Desta experiência tive um grande aprendizado, adquiri mais paciência, cautela e passei a observar mais as pessoas para depois analisar como lidar com elas. Descobri que cada aluno carrega consigo marcas da sua história de vida, e às vezes, esta história de vida não é tão boa o quanto eu gostaria, estas marcas refletem-se na conduta em sala de aula e cabe a nós professores “preparados” (nem sempre) a compreensão dos fatos que irão nortear qual a metodologia a ser usada.
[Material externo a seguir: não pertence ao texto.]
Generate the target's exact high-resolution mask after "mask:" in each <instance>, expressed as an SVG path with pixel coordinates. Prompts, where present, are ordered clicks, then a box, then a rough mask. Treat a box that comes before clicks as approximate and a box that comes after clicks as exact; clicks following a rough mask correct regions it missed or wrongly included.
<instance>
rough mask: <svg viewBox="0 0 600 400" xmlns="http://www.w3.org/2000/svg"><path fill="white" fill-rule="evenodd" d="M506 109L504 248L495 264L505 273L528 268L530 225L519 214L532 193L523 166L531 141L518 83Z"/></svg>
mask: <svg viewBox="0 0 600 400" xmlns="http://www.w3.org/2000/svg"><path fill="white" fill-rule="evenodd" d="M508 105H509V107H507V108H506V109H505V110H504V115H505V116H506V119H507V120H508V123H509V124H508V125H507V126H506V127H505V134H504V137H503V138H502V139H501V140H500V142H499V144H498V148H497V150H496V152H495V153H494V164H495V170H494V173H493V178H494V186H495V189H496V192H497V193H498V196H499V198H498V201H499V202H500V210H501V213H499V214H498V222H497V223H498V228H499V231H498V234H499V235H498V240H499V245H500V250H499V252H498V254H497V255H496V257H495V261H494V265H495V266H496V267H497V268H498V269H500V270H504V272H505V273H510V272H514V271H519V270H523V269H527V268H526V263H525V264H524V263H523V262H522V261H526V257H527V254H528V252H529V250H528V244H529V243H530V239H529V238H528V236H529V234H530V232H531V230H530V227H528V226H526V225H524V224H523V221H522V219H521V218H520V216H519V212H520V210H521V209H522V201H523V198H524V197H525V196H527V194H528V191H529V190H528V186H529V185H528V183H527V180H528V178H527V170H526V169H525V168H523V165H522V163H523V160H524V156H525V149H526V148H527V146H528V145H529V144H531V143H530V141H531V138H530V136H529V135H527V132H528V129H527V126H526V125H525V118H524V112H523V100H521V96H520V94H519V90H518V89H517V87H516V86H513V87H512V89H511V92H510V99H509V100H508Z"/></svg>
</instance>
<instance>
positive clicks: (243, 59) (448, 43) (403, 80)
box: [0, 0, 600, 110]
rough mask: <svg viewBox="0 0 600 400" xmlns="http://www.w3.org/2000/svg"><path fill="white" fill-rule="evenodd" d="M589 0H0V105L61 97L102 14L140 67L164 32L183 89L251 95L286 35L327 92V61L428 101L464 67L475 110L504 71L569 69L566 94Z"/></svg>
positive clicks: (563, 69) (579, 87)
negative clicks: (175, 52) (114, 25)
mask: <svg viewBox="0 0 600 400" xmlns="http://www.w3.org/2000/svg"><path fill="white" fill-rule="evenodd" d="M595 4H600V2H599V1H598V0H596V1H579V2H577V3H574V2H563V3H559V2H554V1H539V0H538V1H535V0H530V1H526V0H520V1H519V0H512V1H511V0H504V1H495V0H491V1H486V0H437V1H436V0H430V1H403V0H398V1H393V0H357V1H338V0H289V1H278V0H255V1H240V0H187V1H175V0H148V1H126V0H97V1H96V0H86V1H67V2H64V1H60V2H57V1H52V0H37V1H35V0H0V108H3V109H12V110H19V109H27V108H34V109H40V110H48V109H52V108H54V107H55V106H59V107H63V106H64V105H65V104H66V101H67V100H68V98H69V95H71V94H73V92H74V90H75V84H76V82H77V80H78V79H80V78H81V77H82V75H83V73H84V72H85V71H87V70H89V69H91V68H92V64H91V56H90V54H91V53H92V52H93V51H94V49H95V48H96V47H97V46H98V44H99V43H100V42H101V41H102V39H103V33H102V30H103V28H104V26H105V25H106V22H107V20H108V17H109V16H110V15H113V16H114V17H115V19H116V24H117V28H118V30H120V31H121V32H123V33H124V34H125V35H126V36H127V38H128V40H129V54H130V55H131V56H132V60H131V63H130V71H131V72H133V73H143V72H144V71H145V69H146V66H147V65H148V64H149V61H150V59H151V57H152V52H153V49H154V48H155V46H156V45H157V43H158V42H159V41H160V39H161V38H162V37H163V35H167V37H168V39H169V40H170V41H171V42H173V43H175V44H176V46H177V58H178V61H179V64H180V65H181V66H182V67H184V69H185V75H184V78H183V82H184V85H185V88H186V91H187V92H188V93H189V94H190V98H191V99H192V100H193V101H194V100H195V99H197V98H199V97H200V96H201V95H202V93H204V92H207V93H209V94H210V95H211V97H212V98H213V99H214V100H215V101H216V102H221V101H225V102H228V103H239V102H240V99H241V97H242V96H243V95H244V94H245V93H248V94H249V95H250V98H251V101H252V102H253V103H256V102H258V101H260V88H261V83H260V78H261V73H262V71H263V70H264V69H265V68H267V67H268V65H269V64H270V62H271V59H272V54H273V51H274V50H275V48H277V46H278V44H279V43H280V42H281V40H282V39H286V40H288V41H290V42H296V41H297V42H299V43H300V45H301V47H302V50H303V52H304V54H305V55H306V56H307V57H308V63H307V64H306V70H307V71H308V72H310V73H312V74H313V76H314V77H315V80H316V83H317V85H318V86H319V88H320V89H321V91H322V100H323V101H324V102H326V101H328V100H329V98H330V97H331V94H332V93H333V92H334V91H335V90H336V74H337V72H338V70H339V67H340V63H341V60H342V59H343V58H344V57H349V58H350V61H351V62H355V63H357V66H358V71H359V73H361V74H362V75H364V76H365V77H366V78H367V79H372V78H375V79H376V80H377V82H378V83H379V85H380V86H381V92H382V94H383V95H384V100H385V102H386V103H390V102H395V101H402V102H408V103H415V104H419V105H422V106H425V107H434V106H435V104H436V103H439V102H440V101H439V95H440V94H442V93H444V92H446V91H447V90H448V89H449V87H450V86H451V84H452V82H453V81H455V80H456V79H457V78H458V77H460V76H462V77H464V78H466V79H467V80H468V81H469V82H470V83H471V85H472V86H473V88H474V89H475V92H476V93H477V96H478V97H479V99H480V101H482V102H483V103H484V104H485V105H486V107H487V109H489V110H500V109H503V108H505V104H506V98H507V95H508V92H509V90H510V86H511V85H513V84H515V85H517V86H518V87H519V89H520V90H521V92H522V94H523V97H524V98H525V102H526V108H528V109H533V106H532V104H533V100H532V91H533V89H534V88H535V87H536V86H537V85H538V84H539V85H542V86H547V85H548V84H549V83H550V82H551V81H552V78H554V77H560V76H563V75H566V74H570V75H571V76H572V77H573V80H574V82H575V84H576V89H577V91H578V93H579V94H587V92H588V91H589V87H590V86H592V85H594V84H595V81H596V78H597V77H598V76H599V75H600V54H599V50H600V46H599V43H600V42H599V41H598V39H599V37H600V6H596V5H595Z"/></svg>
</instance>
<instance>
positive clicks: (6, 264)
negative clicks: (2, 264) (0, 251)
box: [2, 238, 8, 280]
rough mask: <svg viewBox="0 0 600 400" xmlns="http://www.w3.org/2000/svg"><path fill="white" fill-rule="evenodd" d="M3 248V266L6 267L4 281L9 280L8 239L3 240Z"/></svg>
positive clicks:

Outra verdade que este acontecimento evidenciou é que todos nós gostamos de ser tratados com respeito e dignidade, assim, ao receber atenção, dedicação e a importância devida, estes alunos acostumados com hostilidade ficaram surpresos, e num feedback passaram a se comportar conforme eram tratados.

Um comentário:

  1. Sabemos as dificuldades que um bom professor tem para dar aulas nos dias de hoje, sempre digo que os pais deveriam trabalhar juntos nessa missão, ser mais participativos, mas muitos nem conhecem a escola que o filho estuda, nem vai a reuniões, quanto mais os professores, então assistimos as notícias e lemos os jornais onde alunos agredem professores e até matam... Que bom que não desistiu, apesar de todas suas agonias e dúvidas fez a melhor escolha. Meu filho te acha The Best como tia e professora, e eu assino embaixo. Todos temos um momento de fraqueza, o importante é não deixar a bola furar e o jogo acabar. Tenho certeza que valeu muito seus anos de estudos e hoje você de alguma forma esta tendo esse retorno. Parabéns pelo texto, assim muitos podem refletir, pais, alunos e professores. bjs no coração.